The Inter-Maratha Tension
The Shinde-Holkar Complication:
- Shinde Horkar managers took Imad's bribes
- Created obligation to support Imad
- But Bahu's guru (Ramchandra Pant) was anti-Holkar
- Shinde clan was more loyal to Peshwa
- These internal Maratha divisions weakened negotiating position
Timeline
| Date | Event |
|---|---|
| Early August | Advance forces breach Asad Burj |
| July 29 | Bahu arrives at Delhi |
| August 1-3 | Full assault on Red Fort |
| August 3-4 | Red Fort surrenders |
| After surrender | Three-way power struggle begins |
| Kumbher incident | Managers take bribes from Imad (timing unclear) |
| Late August/September | Bahu discovers machinations |
| September 27 | Bahu writes his refusal statement |
Key Insights
The Military Reality:
- Marathas had military power (artillery, organization)
- Others had local knowledge, legitimacy, resources
- All needed each other but wanted to exploit
The Trust Problem:
- Imad was untrustworthy (had fled, had blinded emperor)
- Suraj Mal was ambitious (wanted whole Delhi)
- Managers were corruptible (took bribes)
- Bahu was isolated (couldn't trust any of them fully)
The Delhi Trap:
- Military victory ≠ Political victory
- Could take fort but couldn't hold it politically
- Every local player wanted to exploit the situation
- Bahu had to prevent others from using Maratha power against Marathas
The Northern Politics:
- Everything was negotiable except power itself
- Everyone willing to take bribes
- Everyone claiming legitimacy (Mughal, Jat, Afghan)
- No shared vision of what Delhi should be
The Central Paradox
Bahu's Victory:
- Conquered Delhi fort (military success)
- Prevented exploitation (political success)
- But created enemies (Imad, Suraj Mal, potentially Hafiz Rehmat)
- Left himself managing hostile city with unstable allies
The Cost:
- Couldn't trust local allies
- Couldn't depend on promises
- Had to maintain direct control (resource-intensive)

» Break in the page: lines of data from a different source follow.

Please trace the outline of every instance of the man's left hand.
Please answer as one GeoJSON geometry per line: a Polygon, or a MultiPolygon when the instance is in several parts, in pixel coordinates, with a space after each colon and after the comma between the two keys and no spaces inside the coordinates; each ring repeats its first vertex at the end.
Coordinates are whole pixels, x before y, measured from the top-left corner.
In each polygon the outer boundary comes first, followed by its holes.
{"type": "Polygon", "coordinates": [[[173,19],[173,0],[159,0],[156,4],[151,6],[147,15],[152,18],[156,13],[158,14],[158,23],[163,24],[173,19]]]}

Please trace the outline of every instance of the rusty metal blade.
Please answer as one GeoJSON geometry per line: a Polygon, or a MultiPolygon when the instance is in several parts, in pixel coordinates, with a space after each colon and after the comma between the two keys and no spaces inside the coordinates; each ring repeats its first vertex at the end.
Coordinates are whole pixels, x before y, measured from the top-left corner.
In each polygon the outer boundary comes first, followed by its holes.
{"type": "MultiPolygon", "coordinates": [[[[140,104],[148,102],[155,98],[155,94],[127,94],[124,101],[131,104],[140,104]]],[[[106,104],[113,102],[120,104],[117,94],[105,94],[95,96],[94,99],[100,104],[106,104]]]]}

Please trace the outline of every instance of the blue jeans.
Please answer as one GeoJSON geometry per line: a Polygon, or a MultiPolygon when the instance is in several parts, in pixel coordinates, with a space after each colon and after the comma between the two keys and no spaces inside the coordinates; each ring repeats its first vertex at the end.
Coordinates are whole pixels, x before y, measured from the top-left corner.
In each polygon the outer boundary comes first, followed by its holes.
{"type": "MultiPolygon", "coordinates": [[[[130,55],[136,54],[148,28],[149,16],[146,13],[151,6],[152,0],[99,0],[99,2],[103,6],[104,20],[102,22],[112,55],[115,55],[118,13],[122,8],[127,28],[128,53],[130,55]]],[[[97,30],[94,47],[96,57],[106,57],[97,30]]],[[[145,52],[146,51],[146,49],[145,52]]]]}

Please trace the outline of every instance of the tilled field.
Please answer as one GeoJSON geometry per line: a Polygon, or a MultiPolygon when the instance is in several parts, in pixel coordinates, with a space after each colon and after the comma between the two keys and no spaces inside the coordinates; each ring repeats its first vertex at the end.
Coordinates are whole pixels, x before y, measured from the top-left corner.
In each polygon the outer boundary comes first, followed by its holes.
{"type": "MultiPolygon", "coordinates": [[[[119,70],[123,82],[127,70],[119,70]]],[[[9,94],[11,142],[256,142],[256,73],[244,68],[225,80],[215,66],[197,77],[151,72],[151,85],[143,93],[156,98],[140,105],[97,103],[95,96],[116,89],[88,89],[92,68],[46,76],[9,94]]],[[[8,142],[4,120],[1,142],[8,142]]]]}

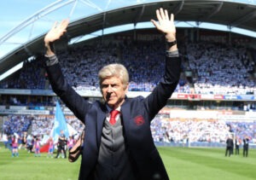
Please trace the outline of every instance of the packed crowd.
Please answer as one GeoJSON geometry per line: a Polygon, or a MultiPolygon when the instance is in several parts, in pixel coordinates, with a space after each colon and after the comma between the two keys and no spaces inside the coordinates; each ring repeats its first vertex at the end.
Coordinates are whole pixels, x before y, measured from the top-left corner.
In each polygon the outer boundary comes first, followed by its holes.
{"type": "Polygon", "coordinates": [[[256,142],[256,122],[224,121],[213,119],[173,119],[156,118],[152,124],[155,142],[180,142],[184,139],[189,142],[222,142],[232,133],[240,139],[248,136],[256,142]]]}
{"type": "MultiPolygon", "coordinates": [[[[99,90],[98,70],[104,65],[123,63],[130,73],[129,90],[151,91],[162,73],[165,52],[159,41],[97,44],[69,48],[58,53],[67,81],[76,90],[99,90]],[[145,58],[146,57],[146,58],[145,58]],[[78,78],[79,77],[79,78],[78,78]]],[[[255,94],[253,77],[255,60],[243,47],[223,44],[187,43],[183,52],[183,70],[193,73],[195,92],[199,94],[255,94]]],[[[0,82],[0,88],[50,89],[42,60],[26,63],[17,78],[0,82]],[[33,75],[32,75],[33,74],[33,75]]],[[[192,86],[193,86],[192,85],[192,86]]],[[[190,93],[186,77],[182,74],[177,91],[190,93]]]]}
{"type": "Polygon", "coordinates": [[[197,75],[195,90],[198,94],[256,94],[253,78],[255,61],[244,47],[209,43],[189,43],[188,69],[197,75]]]}
{"type": "MultiPolygon", "coordinates": [[[[24,117],[26,120],[24,120],[24,118],[9,116],[9,119],[4,122],[3,132],[8,135],[17,133],[21,136],[23,131],[28,131],[27,124],[29,124],[32,126],[32,136],[50,134],[54,124],[53,116],[24,117]],[[24,123],[24,121],[26,123],[24,123]]],[[[74,116],[67,116],[66,120],[78,133],[81,133],[84,126],[79,119],[74,116]]],[[[252,142],[256,143],[255,126],[256,121],[224,121],[215,119],[166,119],[157,116],[152,122],[151,129],[155,142],[179,142],[184,138],[189,138],[189,142],[225,142],[227,136],[231,132],[241,139],[247,136],[252,142]]]]}

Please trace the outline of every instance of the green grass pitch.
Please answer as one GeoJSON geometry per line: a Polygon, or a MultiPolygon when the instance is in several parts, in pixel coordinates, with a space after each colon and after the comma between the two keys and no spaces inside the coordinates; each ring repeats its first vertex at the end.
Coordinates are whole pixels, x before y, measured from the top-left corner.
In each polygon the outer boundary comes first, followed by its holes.
{"type": "MultiPolygon", "coordinates": [[[[158,148],[172,180],[254,180],[256,149],[247,158],[224,156],[224,148],[158,148]]],[[[20,150],[18,158],[0,147],[0,179],[3,180],[77,180],[80,160],[49,159],[47,154],[34,157],[20,150]]]]}

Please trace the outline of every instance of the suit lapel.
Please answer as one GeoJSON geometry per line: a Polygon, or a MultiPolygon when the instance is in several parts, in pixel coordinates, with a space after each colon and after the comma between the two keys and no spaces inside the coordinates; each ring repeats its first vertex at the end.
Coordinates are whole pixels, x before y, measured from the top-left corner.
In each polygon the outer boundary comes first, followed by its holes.
{"type": "Polygon", "coordinates": [[[106,119],[106,113],[108,113],[105,104],[100,103],[100,108],[97,111],[96,117],[96,133],[97,133],[97,145],[100,146],[102,129],[104,125],[104,121],[106,119]]]}
{"type": "Polygon", "coordinates": [[[122,121],[124,125],[124,130],[127,133],[130,129],[130,119],[131,119],[131,103],[126,98],[124,104],[121,106],[121,115],[122,121]]]}

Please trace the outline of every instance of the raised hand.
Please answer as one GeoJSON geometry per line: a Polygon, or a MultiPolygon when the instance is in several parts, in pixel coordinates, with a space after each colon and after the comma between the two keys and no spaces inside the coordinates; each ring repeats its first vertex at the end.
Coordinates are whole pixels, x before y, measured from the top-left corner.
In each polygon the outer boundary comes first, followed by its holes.
{"type": "Polygon", "coordinates": [[[53,52],[50,49],[50,43],[55,42],[67,32],[67,27],[68,26],[68,19],[61,20],[61,23],[55,22],[52,28],[48,32],[44,37],[44,46],[47,49],[46,53],[48,55],[52,55],[53,52]]]}
{"type": "Polygon", "coordinates": [[[171,14],[171,18],[169,18],[168,11],[160,9],[156,10],[156,17],[159,21],[158,23],[154,20],[151,20],[154,26],[166,35],[167,41],[172,42],[176,40],[176,27],[174,25],[173,14],[171,14]]]}

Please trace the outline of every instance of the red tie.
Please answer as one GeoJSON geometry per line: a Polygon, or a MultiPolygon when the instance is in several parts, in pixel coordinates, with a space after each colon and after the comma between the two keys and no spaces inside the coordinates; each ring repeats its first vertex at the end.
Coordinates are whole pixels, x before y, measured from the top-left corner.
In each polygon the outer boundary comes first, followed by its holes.
{"type": "Polygon", "coordinates": [[[115,117],[117,116],[117,114],[119,114],[119,112],[118,110],[113,110],[110,112],[110,119],[109,119],[109,123],[111,125],[114,125],[116,123],[116,119],[115,117]]]}

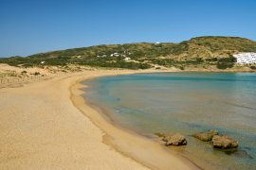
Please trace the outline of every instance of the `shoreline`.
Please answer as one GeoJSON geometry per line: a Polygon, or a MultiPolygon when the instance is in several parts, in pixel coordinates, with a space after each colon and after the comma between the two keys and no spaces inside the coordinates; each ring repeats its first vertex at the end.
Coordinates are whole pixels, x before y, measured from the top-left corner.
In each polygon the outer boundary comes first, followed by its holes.
{"type": "MultiPolygon", "coordinates": [[[[80,78],[71,87],[71,96],[74,106],[78,108],[85,116],[87,116],[98,128],[104,131],[102,143],[114,147],[115,150],[122,155],[132,158],[134,161],[152,169],[201,169],[188,158],[178,155],[156,141],[150,140],[132,130],[124,129],[120,126],[112,124],[111,120],[106,120],[107,115],[103,116],[101,109],[92,107],[89,102],[81,96],[86,95],[86,92],[82,88],[86,88],[82,81],[89,81],[93,78],[106,76],[131,75],[139,73],[162,73],[163,71],[132,71],[121,74],[106,74],[95,76],[93,77],[80,78]],[[133,144],[134,143],[134,144],[133,144]]],[[[164,71],[175,72],[175,71],[164,71]]]]}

- Created rivals who would later undermine him
Where We Left Off: Bahu has secured Delhi militarily but failed to secure a stable political settlement. Every local actor (Imad, Suraj Mal, Hafiz Rehmat) sees Marathas as exploitable or threatening. The fort is under Maratha guns but the city remains politically fragmented. Bahu suspects conspiracy between Hafiz Rehmat, Suraj Mal, and others to eventually eject Marathas from north. Trust has collapsed and he's about to face Abdali while managing a hostile Delhi.
Bahu won the battle for Delhi but was losing the battle for Delhi. Conquest was easy—the cannons did that. But keeping what he conquered while preventing others from using his own power against him? That was the real war. And he was fighting it alone, without trustworthy allies. That's when you know victory is hollow.